Bombarder les civils pour obtenir la reddition
En septembre 2016, au moins 90% des habitants d’Alep-Est sont des civils, selon l’envoyé spécial de l’ONU pour la Syrie. Entre juin et décembre 2016, 3.497 d’entre eux sont tués dans des bombardements. Avant la reddition d’Alep-Est en décembre 2016, trois cessez-le feu sont proclamés, en février, juillet et septembre) mais ils sont tous violés par le régime syrien et ses alliés. Des crimes de guerre sont également commis par les rebelles, à une moindre échelle.
«Mon existence depuis le début des bombardements d’Alep se résume à essayer de rester en vie. C’est comme si j’étais dans une jungle dans laquelle je tente de survivre jusqu’au lendemain. Fuir les bombardements, les barils. Quand les avions approchent, j’essaie de me réfugier dans un autre immeuble, quand il y a des tirs d’artillerie, je descends vers les étages inférieurs. C’est une fuite constante», raconte Karam al-Masri, correspondant de l’AFP à Alep-Est, en septembre 2016.

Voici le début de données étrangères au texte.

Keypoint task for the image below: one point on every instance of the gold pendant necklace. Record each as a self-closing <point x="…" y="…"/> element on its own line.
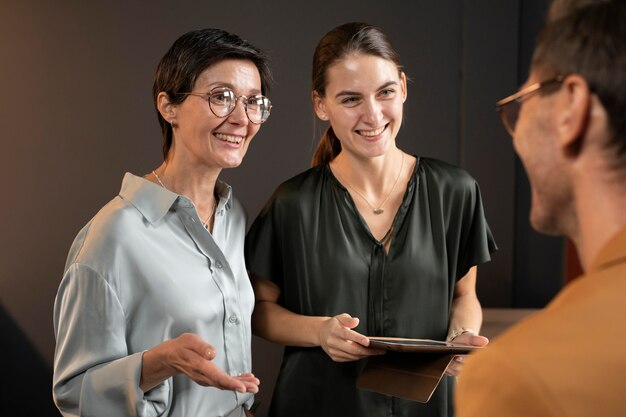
<point x="206" y="222"/>
<point x="377" y="210"/>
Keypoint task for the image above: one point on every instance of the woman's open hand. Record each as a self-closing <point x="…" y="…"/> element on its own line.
<point x="190" y="355"/>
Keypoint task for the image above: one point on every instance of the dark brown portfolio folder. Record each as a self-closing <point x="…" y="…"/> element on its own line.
<point x="411" y="369"/>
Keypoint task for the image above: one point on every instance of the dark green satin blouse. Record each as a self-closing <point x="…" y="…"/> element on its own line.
<point x="312" y="242"/>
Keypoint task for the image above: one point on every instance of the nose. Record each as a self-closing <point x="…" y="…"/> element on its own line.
<point x="372" y="112"/>
<point x="239" y="115"/>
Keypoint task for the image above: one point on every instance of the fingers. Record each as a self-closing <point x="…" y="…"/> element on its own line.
<point x="478" y="340"/>
<point x="194" y="357"/>
<point x="471" y="340"/>
<point x="342" y="343"/>
<point x="347" y="320"/>
<point x="455" y="366"/>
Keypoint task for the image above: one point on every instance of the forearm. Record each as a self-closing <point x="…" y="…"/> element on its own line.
<point x="466" y="314"/>
<point x="279" y="325"/>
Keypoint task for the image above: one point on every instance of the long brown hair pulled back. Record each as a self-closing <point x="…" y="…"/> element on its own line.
<point x="344" y="40"/>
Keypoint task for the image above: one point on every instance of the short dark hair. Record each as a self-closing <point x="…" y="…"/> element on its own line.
<point x="349" y="38"/>
<point x="193" y="53"/>
<point x="590" y="40"/>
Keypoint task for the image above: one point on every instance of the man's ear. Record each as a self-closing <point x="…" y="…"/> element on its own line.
<point x="318" y="106"/>
<point x="574" y="105"/>
<point x="166" y="107"/>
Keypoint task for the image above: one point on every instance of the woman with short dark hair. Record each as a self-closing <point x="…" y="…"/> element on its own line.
<point x="152" y="317"/>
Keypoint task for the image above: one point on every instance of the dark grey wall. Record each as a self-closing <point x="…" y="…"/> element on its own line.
<point x="77" y="114"/>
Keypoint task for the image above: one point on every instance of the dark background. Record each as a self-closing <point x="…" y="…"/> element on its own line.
<point x="77" y="113"/>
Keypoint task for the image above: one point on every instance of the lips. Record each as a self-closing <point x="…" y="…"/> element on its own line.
<point x="229" y="138"/>
<point x="371" y="133"/>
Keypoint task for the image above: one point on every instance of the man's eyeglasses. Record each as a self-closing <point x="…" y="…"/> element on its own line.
<point x="222" y="102"/>
<point x="509" y="107"/>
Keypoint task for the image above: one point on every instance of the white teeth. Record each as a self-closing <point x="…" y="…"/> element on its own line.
<point x="228" y="138"/>
<point x="370" y="133"/>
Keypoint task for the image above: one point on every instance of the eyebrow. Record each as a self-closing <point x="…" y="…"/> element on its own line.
<point x="254" y="91"/>
<point x="355" y="93"/>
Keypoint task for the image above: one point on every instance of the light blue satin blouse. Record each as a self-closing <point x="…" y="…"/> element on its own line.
<point x="142" y="271"/>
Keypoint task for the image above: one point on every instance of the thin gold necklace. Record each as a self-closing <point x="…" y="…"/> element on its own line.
<point x="379" y="209"/>
<point x="206" y="222"/>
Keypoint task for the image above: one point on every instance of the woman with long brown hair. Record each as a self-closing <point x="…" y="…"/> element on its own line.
<point x="371" y="241"/>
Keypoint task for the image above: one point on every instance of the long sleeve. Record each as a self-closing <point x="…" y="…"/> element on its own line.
<point x="94" y="375"/>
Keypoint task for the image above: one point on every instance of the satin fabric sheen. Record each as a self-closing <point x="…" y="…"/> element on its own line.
<point x="311" y="241"/>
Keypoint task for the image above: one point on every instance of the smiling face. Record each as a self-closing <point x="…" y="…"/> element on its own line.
<point x="363" y="102"/>
<point x="200" y="137"/>
<point x="536" y="142"/>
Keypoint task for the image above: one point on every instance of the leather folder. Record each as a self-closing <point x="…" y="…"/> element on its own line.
<point x="411" y="369"/>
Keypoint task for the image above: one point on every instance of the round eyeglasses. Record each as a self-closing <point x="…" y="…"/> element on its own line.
<point x="509" y="107"/>
<point x="223" y="100"/>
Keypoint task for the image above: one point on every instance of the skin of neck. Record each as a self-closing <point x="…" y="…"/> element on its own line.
<point x="600" y="203"/>
<point x="193" y="180"/>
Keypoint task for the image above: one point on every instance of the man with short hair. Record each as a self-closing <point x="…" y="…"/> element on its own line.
<point x="568" y="124"/>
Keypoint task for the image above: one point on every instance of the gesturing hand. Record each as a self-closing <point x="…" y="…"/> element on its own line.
<point x="471" y="339"/>
<point x="189" y="354"/>
<point x="342" y="343"/>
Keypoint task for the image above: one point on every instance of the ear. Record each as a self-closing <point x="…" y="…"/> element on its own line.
<point x="166" y="108"/>
<point x="318" y="106"/>
<point x="573" y="106"/>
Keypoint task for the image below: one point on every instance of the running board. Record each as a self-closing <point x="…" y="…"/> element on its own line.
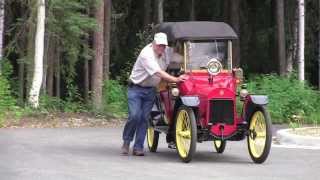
<point x="162" y="129"/>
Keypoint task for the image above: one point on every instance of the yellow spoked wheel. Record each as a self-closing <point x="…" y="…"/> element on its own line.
<point x="152" y="139"/>
<point x="185" y="133"/>
<point x="219" y="145"/>
<point x="260" y="136"/>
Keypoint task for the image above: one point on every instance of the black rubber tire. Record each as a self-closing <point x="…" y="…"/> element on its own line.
<point x="267" y="146"/>
<point x="193" y="138"/>
<point x="154" y="145"/>
<point x="222" y="147"/>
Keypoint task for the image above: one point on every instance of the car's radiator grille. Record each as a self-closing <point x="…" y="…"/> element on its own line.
<point x="221" y="111"/>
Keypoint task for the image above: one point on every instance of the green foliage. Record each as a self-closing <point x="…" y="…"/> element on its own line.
<point x="7" y="102"/>
<point x="54" y="104"/>
<point x="114" y="98"/>
<point x="69" y="23"/>
<point x="289" y="99"/>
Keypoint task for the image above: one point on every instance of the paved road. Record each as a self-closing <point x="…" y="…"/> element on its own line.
<point x="76" y="154"/>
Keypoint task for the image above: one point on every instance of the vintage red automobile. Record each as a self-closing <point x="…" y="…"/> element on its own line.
<point x="204" y="107"/>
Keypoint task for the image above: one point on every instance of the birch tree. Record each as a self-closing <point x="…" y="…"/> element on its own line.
<point x="301" y="41"/>
<point x="97" y="64"/>
<point x="319" y="50"/>
<point x="1" y="29"/>
<point x="38" y="58"/>
<point x="281" y="44"/>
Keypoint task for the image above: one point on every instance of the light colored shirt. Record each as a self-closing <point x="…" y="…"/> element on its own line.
<point x="147" y="64"/>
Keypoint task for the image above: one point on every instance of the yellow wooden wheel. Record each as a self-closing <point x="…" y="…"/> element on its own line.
<point x="152" y="139"/>
<point x="260" y="136"/>
<point x="219" y="145"/>
<point x="185" y="133"/>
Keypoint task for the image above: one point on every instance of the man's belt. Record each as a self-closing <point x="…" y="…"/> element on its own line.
<point x="131" y="84"/>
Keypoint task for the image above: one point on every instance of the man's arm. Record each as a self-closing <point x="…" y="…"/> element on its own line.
<point x="168" y="77"/>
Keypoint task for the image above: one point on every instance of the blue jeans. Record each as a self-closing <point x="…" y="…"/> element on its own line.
<point x="140" y="103"/>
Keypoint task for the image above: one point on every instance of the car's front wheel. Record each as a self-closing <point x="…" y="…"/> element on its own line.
<point x="219" y="145"/>
<point x="185" y="133"/>
<point x="152" y="139"/>
<point x="260" y="135"/>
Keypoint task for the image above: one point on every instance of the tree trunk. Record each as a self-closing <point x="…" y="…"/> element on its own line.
<point x="86" y="80"/>
<point x="45" y="62"/>
<point x="57" y="71"/>
<point x="319" y="48"/>
<point x="21" y="82"/>
<point x="192" y="11"/>
<point x="147" y="13"/>
<point x="2" y="3"/>
<point x="281" y="44"/>
<point x="293" y="31"/>
<point x="301" y="39"/>
<point x="160" y="11"/>
<point x="38" y="68"/>
<point x="107" y="31"/>
<point x="97" y="65"/>
<point x="50" y="68"/>
<point x="235" y="23"/>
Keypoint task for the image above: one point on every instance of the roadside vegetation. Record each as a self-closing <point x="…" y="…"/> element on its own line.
<point x="289" y="101"/>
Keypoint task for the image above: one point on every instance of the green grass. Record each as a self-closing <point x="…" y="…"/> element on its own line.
<point x="289" y="100"/>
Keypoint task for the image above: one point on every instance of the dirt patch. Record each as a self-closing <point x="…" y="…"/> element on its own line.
<point x="314" y="131"/>
<point x="62" y="120"/>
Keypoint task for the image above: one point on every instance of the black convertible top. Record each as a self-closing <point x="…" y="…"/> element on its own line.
<point x="196" y="30"/>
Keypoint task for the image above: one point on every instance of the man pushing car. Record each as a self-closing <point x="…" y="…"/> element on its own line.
<point x="146" y="75"/>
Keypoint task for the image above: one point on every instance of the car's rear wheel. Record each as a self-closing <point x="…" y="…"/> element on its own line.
<point x="185" y="133"/>
<point x="152" y="139"/>
<point x="219" y="145"/>
<point x="260" y="135"/>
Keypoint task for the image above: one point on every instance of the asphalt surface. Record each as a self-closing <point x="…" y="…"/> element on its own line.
<point x="76" y="154"/>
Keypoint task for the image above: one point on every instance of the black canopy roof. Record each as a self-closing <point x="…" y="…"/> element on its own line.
<point x="196" y="30"/>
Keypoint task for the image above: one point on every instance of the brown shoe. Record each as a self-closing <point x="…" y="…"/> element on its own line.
<point x="125" y="149"/>
<point x="138" y="153"/>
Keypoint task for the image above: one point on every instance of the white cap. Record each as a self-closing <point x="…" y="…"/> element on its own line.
<point x="160" y="38"/>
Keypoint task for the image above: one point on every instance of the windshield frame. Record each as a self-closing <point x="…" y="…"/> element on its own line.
<point x="186" y="56"/>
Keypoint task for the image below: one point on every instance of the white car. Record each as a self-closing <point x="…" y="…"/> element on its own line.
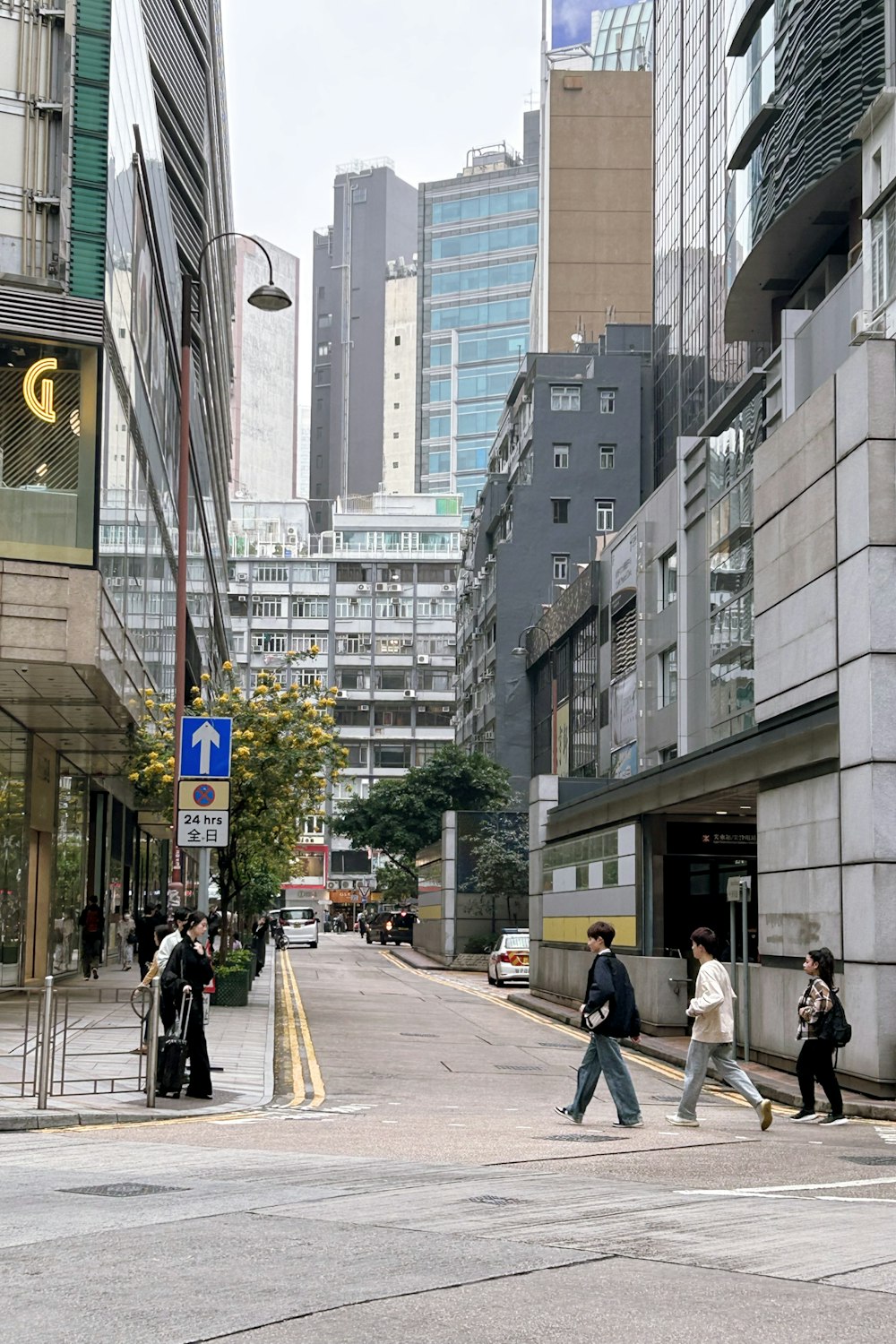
<point x="509" y="957"/>
<point x="300" y="925"/>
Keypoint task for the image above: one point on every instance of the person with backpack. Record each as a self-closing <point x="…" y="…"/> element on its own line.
<point x="823" y="1030"/>
<point x="712" y="1037"/>
<point x="610" y="1013"/>
<point x="91" y="930"/>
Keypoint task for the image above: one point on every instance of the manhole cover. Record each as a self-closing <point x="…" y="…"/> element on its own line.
<point x="124" y="1190"/>
<point x="495" y="1199"/>
<point x="579" y="1139"/>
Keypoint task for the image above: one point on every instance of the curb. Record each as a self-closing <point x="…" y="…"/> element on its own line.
<point x="653" y="1048"/>
<point x="23" y="1121"/>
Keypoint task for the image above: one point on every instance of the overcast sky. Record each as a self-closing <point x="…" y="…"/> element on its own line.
<point x="311" y="86"/>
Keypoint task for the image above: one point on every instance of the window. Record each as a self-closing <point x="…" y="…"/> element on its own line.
<point x="565" y="398"/>
<point x="668" y="687"/>
<point x="606" y="510"/>
<point x="668" y="580"/>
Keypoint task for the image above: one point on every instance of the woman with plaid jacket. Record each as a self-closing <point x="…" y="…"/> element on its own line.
<point x="815" y="1059"/>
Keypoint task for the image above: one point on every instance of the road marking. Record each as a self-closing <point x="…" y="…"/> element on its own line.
<point x="319" y="1093"/>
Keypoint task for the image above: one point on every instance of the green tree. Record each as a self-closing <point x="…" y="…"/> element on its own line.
<point x="501" y="857"/>
<point x="285" y="754"/>
<point x="403" y="816"/>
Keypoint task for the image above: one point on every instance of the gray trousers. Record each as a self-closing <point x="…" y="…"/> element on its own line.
<point x="721" y="1055"/>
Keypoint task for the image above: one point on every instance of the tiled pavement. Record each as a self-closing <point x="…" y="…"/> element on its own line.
<point x="97" y="1031"/>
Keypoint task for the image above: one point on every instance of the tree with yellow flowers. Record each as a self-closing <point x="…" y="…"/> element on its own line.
<point x="285" y="752"/>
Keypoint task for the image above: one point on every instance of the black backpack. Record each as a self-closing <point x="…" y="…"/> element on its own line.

Détruire les hôpitaux, étape finale d’un siège
Entre juin et décembre 2016, 172 attaques contre des infrastructures de santé effectuées par les forces loyalistes ont lieu en Syrie. Environ soixante-dix d’entre elles ont visé Alep-Est, soit une tous les trois jours. Certains hôpitaux sont ciblés à plusieurs reprises (jusqu’à douze fois) ce qui conduit à des confusions sur la disparition du «dernier hôpital d’Alep-Est». Le ciblage délibéré des hôpitaux dans l’ensemble du pays est constaté et condamné par l’OMS, Amnesty International et Médecins Sans Frontières. La Russie affirme alors qu’il n’y a pas de preuves de telles frappes, tandis que le gouvernement syrien assure ne pas cibler les hôpitaux. Néanmoins, les preuves sont multiples: vidéos, photos, imagerie satellite et témoignages.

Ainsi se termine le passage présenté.